KÜRESEL İSRAF EDİLEN GIDA 670 MİLYON AÇ NÜFUSA YETER DE ARTAR BİLE
Gıda denilince söz konusu olan sadece üretim ve tüketim değil. Üretilen, tüketilen gıdanın yanında bir de üçüncü kategori var. Olmaması gereken bu kategoriye israf edilen gıdalar giriyor. Neden ayrı bir kategori diyoruz çünkü miktarı öyle göz ardı edilebilecek gibi değil. Üstelik hâlâ açlığın ya da yetersiz beslenmenin kol gezdiği coğrafyalar varken hiç de göz ardı edilebilir değil. Durumun vahametini şu veriler gösterir nitelikte: Örneğin, dünyada her saniye çöpe giden gıda miktarı ortalama 41 bin 200 kilo. Bu –sıkı durun- her yıl gezegenimizde 1,3 milyar ton kullanıma hazır besinin kullanılmadan çöpe gitmesi anlamına geliyor. Daha açıkça söylersek, üretilen gıdaların dörtte biri tüketilmeden atılıyor… Sadece varlıklı ülkeleri değil, yoksul ülkeleri de kapsayan bu israfın küresel ekonomiye maliyeti ise 750 milyar dolar. Oysa dörtte biri çöpe giden besinlerle dünyada aç ve yetersiz beslenen 870 milyonluk nüfusun karnını doyurmak hayli hayli mümkün.

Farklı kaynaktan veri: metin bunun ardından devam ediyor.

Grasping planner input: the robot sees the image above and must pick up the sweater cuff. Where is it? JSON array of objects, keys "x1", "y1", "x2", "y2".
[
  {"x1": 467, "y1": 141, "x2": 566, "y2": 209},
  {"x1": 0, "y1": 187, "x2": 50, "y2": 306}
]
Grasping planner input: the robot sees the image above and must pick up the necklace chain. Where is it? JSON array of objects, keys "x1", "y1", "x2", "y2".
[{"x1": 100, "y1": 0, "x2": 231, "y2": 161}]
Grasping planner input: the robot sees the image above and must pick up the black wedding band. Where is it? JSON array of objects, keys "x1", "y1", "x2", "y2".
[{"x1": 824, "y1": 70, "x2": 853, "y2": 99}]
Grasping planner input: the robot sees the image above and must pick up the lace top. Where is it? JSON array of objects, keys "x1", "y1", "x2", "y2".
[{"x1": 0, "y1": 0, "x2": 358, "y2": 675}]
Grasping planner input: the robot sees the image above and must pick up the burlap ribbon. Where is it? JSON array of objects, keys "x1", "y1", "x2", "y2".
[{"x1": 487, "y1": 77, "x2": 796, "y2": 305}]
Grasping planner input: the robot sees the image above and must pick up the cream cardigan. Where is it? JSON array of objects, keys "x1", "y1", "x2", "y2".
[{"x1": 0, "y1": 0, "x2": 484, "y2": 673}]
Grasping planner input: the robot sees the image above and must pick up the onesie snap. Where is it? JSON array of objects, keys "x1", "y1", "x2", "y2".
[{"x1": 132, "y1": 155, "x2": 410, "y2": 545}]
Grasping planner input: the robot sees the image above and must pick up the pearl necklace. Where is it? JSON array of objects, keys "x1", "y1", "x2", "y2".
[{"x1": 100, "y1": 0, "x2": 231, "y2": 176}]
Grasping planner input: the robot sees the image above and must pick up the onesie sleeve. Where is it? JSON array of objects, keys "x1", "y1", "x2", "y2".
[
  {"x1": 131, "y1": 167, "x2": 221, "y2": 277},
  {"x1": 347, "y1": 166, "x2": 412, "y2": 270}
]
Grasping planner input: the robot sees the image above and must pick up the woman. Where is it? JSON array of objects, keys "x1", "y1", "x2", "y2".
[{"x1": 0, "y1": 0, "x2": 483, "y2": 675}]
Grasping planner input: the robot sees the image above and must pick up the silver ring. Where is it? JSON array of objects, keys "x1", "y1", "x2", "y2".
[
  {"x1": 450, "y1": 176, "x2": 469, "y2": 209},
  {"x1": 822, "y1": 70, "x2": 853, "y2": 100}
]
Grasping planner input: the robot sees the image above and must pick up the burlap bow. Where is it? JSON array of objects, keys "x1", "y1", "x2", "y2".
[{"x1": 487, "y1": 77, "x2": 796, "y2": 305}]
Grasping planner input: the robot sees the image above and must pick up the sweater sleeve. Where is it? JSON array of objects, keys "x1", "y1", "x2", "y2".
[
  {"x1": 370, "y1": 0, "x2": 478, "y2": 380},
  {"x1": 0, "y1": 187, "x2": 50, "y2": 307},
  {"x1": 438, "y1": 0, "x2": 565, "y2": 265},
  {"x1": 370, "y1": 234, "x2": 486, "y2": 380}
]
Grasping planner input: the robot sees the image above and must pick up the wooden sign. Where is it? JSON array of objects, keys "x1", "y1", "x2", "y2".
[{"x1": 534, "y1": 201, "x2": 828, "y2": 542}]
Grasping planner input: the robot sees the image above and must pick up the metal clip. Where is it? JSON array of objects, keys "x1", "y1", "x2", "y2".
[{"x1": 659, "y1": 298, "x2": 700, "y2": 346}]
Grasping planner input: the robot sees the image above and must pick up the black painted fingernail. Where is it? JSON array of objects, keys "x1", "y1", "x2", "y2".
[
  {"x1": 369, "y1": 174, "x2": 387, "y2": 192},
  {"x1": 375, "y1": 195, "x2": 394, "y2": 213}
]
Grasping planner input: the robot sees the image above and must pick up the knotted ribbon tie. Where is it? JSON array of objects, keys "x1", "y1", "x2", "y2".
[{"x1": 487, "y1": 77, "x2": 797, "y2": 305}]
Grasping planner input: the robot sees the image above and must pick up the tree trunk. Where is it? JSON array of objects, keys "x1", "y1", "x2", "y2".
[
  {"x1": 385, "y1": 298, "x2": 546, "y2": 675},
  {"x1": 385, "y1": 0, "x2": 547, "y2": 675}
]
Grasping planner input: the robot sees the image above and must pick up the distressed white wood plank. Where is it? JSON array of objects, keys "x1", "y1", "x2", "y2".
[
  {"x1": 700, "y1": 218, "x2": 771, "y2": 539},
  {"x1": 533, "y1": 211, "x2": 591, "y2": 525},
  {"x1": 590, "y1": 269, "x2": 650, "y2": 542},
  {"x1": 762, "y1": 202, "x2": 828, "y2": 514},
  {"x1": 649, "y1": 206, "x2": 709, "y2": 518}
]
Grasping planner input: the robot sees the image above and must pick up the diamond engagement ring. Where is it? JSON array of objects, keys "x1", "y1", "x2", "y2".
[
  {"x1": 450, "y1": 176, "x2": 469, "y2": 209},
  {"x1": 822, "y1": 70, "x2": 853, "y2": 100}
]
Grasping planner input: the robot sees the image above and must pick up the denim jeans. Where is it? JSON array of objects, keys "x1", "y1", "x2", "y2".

KÜRESEL ÇİN VE UZAK DOĞU RESTORANLARI KAN KAYBEDİYOR
Wuhan kentinde bir canlı hayvan pazarından yayıldığı açıklanan Korona virüsü dünyadaki Çin lokantalarını da vurdu. Pek çok ülkede Çin yemekleri yapan restoranlar büyük ölçüde müşteri kaybettikleri gibi, Belçika'da olduğu gibi bir restorana girmek isteyen Çinlilerin yaka paça kovuldukları bile görüldü. Henüz kesinleşmiş olmasa da Korona virüsünün yarasa çorbasından yayıldığı şayiası tüm dünyada Çin yemeklerine ve Çinlilerin (hatta Asyalıların) beslenme alışkanlıklarına yönelik ön yargıları da hortlattı. Mesela, kimi Batı ülkelerindeki Çin restoranı işletmecileri "No dogs, no cats, no rats. Just chinese food" (Kedi yok, köpek yok, fare yok. Sadece Çin yemeği var) ibareli levhalar koyabiliyor ya da açıklamalarla müşteri çekmeye çalışabiliyor. Ya da "Bir Çin atasözü şöyle der: Çin mutfağında masalar dışında tüm dört ayaklılar, uçaklar dışında tüm uçanlar yenir", "Uzak Doğu'da hareket eden her şey yenir", "Çin sofrasında tüm yemekler hareket edebilir" türünden önyargılı espriler tüm dünyada yaygınlaşıyor.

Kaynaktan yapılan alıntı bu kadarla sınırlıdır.